Unlike the other…I can’t even remember how many blogs I’ve tried in the past.

But this one is different. For one, it’s something I’m super passionate about. That’s right–fairy tales. And not just Disney fairy tales (but I definitely do like a good Disney movie), but old fairy tales, new fairy tales, popular retellings, not-so-popular retellings, my own retellings, interesting articles, recent scholarship–you get the idea.

It all started, once upon a time, when I was a little girl…

I wish I had been this creative as a child.

Okay, so maybe I never had tea with imaginary friends. But for as long as I remember, I would make up stories for my dolls or stuffed animals to act out. Some were inspired by Disney, yes, but many were also inspired by other stories I saw in movies, heard read aloud, or later read myself.

I know, typical writer backstory, right? But much like other writers who are passionate about the craft because of a childhood love of books that never really ended, I too was passionate about books from a young age.

As soon as I learned to read, I developed a thirst for stories and storytelling that, to this day, I’ve been unable to quench.

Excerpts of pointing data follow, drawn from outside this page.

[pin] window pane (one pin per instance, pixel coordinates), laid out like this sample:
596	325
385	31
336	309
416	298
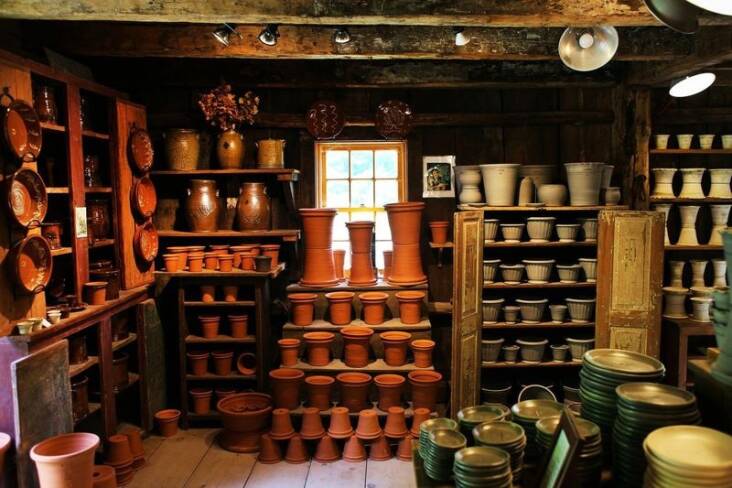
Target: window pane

And a lot of what I was reading, before I got my hands on the ever-legendary Harry Potter series early in my elementary school years, was fairy tales and fables found in three obscure fairy tale books and pretty much any of the Little Golden Books.

Does anyone else remember these? Just me?

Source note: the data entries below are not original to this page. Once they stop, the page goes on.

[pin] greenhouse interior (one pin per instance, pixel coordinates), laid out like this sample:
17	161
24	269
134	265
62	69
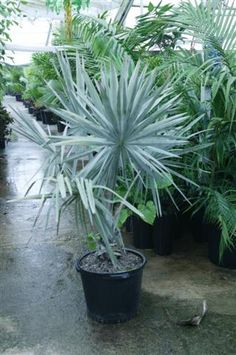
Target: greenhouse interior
117	177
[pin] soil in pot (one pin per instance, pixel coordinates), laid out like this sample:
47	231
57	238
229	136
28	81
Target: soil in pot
142	234
111	297
214	236
163	231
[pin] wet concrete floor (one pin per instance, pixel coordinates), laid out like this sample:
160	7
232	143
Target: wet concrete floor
42	306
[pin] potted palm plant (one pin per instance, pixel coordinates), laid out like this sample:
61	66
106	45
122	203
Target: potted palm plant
133	127
5	120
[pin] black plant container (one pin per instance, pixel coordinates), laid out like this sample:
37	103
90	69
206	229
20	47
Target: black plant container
2	143
196	223
18	97
112	297
60	126
38	115
163	232
129	224
214	236
31	110
142	234
49	117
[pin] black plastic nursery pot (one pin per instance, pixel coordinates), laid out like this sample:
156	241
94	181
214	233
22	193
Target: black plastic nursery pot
18	97
129	224
163	235
214	236
38	115
112	297
48	117
2	143
142	234
31	110
60	126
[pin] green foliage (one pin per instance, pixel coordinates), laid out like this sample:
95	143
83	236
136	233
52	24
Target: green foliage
58	5
9	10
129	123
41	70
155	29
5	120
206	82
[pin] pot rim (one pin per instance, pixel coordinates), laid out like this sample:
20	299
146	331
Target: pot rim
144	261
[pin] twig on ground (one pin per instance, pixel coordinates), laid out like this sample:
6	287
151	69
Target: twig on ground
196	319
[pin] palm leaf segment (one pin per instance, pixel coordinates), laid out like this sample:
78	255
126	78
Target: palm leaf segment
129	122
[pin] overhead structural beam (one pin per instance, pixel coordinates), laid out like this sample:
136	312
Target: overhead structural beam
123	11
22	48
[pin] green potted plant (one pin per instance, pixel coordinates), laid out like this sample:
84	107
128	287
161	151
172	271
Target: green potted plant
5	120
133	127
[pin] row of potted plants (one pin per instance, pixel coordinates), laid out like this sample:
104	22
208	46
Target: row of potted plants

Those were all pretty much Aesop’s fables and Disney stories when I was a kid, so really, can you blame me?

There’s something about fairy tales that just keeps pulling me back. And not just me, either. Disney is heavily invested in retelling these stories we all know so well, and so is Hollywood. How many Cinderella stories came out in the 90’s and early 2000s? How many viewers did Once Upon a Time get on ABC? How many ways can we tell a fairy tale from the villain’s point of view, or genderbend it, or put in a surprising twist?

There are lots of opinions and research as to why fairy tales don’t ever seem to die, and I’ll admit, I’m curious to know the “why” myself. I get the feeling it’s something we’ll never really know or understand. But I do know one thing: fairy tales are in no danger of dying off yet. They’re just going to keep being retold again and again, sometimes in obvious ways, and sometimes in not so obvious ways.

I think it’ll be fun seeing how the future shapes fairy tales, similar to how the past has shaped them to what we know today. That’s what this blog is all about. Fairy tales, past, present, and future.

I hope you’ll join me on this whirlwind journey looking at the stories we all think we know like the back of our hand, and stories we’ve never heard before.